An inverse problem of finding two time-dependent coefficients in second order hyperbolic equations from Dirichlet to Neumann map

TL;DR

This paper addresses the inverse problem of simultaneously recovering a time-dependent velocity field and electric potential in a hyperbolic PDE from boundary measurements, providing stability estimates and extending the recoverability region.

Contribution

It introduces a method to stably determine both coefficients from boundary data in higher dimensions, expanding the known regions where recovery is possible.

Findings

Established stability estimates for the inverse problem.

Extended the recoverability region to include the entire domain.

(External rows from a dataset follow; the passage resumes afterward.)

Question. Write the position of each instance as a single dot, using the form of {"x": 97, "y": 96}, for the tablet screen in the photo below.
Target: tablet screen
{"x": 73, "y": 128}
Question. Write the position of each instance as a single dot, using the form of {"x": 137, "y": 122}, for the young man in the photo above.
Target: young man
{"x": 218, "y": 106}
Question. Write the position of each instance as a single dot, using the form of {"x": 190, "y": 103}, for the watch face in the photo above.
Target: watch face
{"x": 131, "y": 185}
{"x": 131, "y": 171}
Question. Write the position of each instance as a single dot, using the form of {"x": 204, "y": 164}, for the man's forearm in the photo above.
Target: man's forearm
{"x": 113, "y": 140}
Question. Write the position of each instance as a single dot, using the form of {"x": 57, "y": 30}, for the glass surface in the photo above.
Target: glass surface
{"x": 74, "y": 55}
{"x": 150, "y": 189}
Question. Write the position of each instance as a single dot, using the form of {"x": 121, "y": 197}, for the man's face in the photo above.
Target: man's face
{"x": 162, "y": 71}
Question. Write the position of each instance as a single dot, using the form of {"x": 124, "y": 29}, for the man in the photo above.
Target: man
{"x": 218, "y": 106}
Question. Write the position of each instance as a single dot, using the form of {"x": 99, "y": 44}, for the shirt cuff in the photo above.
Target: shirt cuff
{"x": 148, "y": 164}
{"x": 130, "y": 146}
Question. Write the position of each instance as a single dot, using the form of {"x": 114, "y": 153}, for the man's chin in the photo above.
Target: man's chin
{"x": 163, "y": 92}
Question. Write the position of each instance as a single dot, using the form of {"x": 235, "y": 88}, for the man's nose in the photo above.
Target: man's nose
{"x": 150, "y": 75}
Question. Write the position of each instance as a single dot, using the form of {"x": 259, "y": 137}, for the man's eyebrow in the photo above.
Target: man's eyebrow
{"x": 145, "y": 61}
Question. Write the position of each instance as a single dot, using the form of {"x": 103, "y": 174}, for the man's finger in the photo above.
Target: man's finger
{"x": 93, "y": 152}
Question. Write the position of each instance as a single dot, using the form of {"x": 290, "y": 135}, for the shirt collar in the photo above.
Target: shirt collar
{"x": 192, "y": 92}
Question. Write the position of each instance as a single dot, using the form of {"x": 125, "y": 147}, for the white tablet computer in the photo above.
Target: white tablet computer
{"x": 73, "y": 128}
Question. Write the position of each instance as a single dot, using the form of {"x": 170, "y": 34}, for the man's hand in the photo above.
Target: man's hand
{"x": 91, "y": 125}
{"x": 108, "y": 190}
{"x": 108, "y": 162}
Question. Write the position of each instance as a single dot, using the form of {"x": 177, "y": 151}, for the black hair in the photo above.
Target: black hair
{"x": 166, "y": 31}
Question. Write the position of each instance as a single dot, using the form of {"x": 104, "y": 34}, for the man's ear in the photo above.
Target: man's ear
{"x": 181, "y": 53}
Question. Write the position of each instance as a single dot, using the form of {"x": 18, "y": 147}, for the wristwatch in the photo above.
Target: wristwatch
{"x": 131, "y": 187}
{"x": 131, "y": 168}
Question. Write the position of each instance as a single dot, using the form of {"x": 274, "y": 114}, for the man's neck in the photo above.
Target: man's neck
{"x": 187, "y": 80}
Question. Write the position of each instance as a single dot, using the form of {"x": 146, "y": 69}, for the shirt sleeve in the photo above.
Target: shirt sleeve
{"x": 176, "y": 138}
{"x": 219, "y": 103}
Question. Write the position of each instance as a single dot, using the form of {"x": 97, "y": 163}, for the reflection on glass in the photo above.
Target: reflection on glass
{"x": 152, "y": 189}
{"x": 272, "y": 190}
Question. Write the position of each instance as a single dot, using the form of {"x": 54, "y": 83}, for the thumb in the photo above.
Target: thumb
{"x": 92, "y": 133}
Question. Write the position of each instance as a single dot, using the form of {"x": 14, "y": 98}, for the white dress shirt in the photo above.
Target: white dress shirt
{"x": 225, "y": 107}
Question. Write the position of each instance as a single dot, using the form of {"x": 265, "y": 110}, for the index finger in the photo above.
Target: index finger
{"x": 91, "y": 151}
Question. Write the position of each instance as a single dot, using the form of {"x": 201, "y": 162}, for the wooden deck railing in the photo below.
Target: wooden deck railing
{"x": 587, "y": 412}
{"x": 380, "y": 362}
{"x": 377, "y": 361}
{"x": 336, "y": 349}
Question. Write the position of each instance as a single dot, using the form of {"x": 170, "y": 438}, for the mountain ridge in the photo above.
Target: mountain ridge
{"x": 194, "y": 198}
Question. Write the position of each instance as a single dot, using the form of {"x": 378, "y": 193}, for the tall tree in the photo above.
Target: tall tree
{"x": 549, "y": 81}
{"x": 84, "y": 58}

Reduced the problem to a classic inverse problem for electromagnetic waves.

Abstract

In the present paper, we consider a non self adjoint hyperbolic operator with a vector field and an electric potential that depend not only on the space variable but also on the time variable. More precisely, we attempt to stably and simultaneously retrieve the real valued velocity field and the real valued potential from the knowledge of Neumann measurements performed on the whole boundary of the domain. We establish in dimension n greater than two, stability estimates for the problem under consideration. Thereafter, by enlarging the set of data we show that the unknown terms can be stably retrieved in larger regions including the whole domain. The proof of the main results are mainly based on the reduction of the inverse problem under investigation to an equivalent and classic inverse problem for an electro-magnetic wave equation.